REVIEW: Josh Ritter: Golden Age of Radio
7.2.2002 by Sean


Josh Ritter: Golden Age of Radio [Signature Sounds Recordings, 2002]

Three words? Country sky songs.

Within the first fifteen seconds of Golden Age of Radio, Josh Ritter's music has become an old friend. It sits with you in the screened-in porch, feet up, reading James Thurber. You go driving in an old green car, the carseat springs squeaking as you go over the bump, cornfields waving at you from the reverie of your headlights. You stay up late, laughing, sometimes saying something sad about an old love and seeing her face in the fire.

Ritter's is music for AM radio when it was good; for afternoons, evenings and mornings; for loss, love and redemption. His aim is not always perfect but his talent is unquestionable, and the first three tracks of Golden Age of Radio make for the finest hat-trick opening of any LP so far this year.

Ritter does not merely speak - he really sings - and on "Come and Find Me" it is his dirt-path voice over acoustic guitar: simple, honest, perfect. Ritter has a poet's patter - his lyrics tumble like wet stones, consonants bouncing off of each other with a master's rhythm. "I could trace the line that ran / betwen your smile and your slight of hand / I guess that you put something on my sleeve." Like Springsteen, like Guthrie, he sings of love without sounding like a child; it's the love that travels in a gaze, in words whispered to the moon. "Me & Jiggs" clatters out of the bedroom with a drum stamp and farmland pedal-steel; the grit in Ritter's voice now hints at whiskey and big-mouthed laughs. "Me and my friends / sitting in the park / drinking beer beneath the trees ... Sittin' on the porch singin' Townes Van Zandt / Play guitar to burn off the ounce." It's fierce, energetic - but also kind: this is a raucous celebration, not arrogance. At three minutes it's an absolutely perfect length - country rock like Jeff Tweedy in the old days, bandmates grinning and stars wheeling.

And then there's "You've Got the Moon".

I, like many another rock critic, have often used Nick Drake as a reference point. "Kathryn Williams is a female Nick Drake"; "REM takes a page from the Nick Drake songbook"; "The new Slayer album is pure Drake". But outside of the man's own albums, never - never - have I heard as Nick Drake a song as "You've Got the Moon". Ritter pulls out a party trick that feels neither forced nor opportunistic - it may be an affectation, but it's sincere. With the whispered, falsetto vocals, the baroque folk guitar, the images of forest and sky - Ritter could only be paying his respects, laying a flower on Drake's Tamworth-upon-Arden grave. It's an absolutely gorgeous song, quiet and understated. Oh, and it's about love.
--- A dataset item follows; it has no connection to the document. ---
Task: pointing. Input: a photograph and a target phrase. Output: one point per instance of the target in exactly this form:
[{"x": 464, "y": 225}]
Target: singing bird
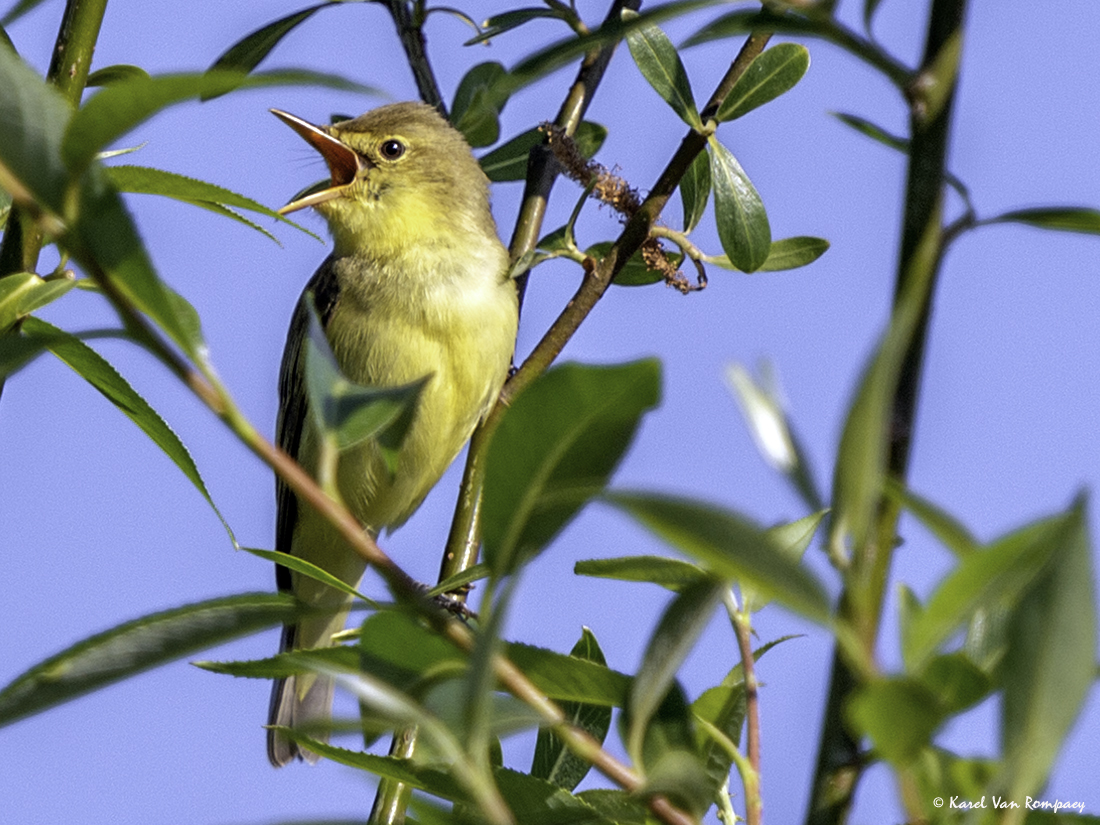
[{"x": 417, "y": 287}]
"Lawrence, KS" carries us back into the organ-filled backroom bar, like middle-period Bob Dylan with a better voice. Everywhere there are echoes - here, Neil Young; there, Elliott Smith. Smog waves from the wings on "Drive Away". Ritter's songwriting is as assured as Hayden or Songs:Ohia, but it's perhaps Billy Bragg whom he most recalls - wholehearted earnesty; hopeless romance; lazy melodies such as the trudging "Anne" alongside slow burners like "Roll On" and rockers like the title track. "Golden Age of Radio" is, tragically, the album's poorest song: strained vocals pulled over ho-hum midtempo country. Although the rest of the disc never again matches the glory of "Come and Find Me", "Me & Jiggs" or "You've Got the Moon", it remains excellent. Josh Ritter's talent glows with a fierceness that outstrips even the best work of Pete Yorn and Josh Rouse, and sets the stage for a long and extraordinary career.